Nicht löschbares Feuer de Farocki
y La chinoise de Godard.
Desde
el vamos la elección misma de los autores parece una ironía de mal gusto:
¿justo el re-enactment del gesto irrepetible de Farocki vas hacer? El
resultado -tal como afirma García Cherep- no deja de ser una especie de Matías Piñeiro bajo la forma de plagio de Michel Gondry”, es decir un pastiche con pretensiones arty vuelto de
pronto grasa por virtud de su propio desarrollo inmanente. Recuerdo que esa
vez, mientras miraba horrorizado a estos pibes en un símil-Nordelta representar
a Godard sin ninguna razón aparente más que el status que otorga su nombra, repetir
descontextualizadamente frases de Marx, Mao Tse-Tung y Brecht, o jugar a la
lucha armada con un fusil de utilería y una máscara de tigre, un temblor me
sacudió por entero: ¿hasta qué punto todo esto no estaba ya prefigurado y
posibilitado por el propio Godard?  La
ligereza nietzschneana en la representación de la política -que lo volvía tan
encantador y disolvente de la asfixiante ortodoxia militante- es, por una
astucia de la historia, lo que parece conducirlo a su propia ruina, su propia
banalización.

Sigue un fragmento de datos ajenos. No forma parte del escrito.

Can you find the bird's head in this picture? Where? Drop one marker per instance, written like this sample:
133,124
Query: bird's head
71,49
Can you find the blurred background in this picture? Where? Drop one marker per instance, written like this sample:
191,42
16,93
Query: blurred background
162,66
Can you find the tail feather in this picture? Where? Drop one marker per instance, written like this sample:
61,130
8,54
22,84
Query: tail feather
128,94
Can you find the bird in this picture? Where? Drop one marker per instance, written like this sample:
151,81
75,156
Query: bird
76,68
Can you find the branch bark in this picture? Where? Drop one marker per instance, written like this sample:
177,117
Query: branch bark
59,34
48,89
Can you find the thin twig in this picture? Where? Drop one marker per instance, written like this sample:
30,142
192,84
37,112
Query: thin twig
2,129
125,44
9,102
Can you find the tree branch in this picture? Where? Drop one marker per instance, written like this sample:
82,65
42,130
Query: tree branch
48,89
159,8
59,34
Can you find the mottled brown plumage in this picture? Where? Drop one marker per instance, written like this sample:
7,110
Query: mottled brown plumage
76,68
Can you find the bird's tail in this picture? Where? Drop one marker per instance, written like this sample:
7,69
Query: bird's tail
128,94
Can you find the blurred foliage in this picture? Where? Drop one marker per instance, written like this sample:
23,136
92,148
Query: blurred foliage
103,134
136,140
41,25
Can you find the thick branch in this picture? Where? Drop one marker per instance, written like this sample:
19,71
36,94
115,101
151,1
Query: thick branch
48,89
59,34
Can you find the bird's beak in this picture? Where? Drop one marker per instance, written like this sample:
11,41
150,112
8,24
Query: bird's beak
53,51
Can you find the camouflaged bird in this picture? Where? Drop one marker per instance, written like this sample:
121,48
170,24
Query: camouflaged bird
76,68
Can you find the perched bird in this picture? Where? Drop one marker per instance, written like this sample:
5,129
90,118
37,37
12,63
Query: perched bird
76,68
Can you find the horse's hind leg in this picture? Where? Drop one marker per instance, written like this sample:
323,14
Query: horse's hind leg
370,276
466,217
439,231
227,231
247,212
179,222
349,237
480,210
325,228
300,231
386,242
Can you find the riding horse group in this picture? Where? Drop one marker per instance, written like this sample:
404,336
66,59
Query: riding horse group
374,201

Porque si bien sus películas aceleraron efectivamente la época
–en el modo en el que El contrato social, el Manifiesto comunista
o La interpretación de los sueños aceleraron las suyas- y construyeron
las condiciones de posibilidades espirituales de que exista algo así como un
movimiento juvenil organizado, simultáneamente algo del idealismo ligero de las
proclamas de aquellos parece deberle todo a su cine. 

De
pronto el posteo del gif de Anna Karina bailando o el fotograma con el famoso “Somos
los hijos de Marx y la Coca-Cola” en Tw no se me figuran tan exteriores al
propio Godard, una mala lectura que pierde lo esencial a este, sino que parecen
en realidad estar contenidos en la cosa misma, al menos en algunas de las
múltiples capas que hacen a su cine. El elemento pop y consignero que nos hechiza
de sus películas de los sesenta marida perfectamente con la
descontextualización posmo y arribista que a la vez nos incomoda. Inclusive
puede pensarse que el remedio está en el propio Godard: la radicalización
posterior puede leerse como un gesto hecho para evitar que lo acusen de burgués,
como una resistencia formal a esas lecturas ligeras y a esa apropiación naif que
aquel ya prevía. No obstante, la fascinación por las mujeres hermosas y por los
estribillos gancheros boicotean todo el tiempo el engagement que el
propio Godard quiere pero no puede abrazar. En sus películas lo “anal” se lleva
puesto el “analyse” y el esteticismo a la política.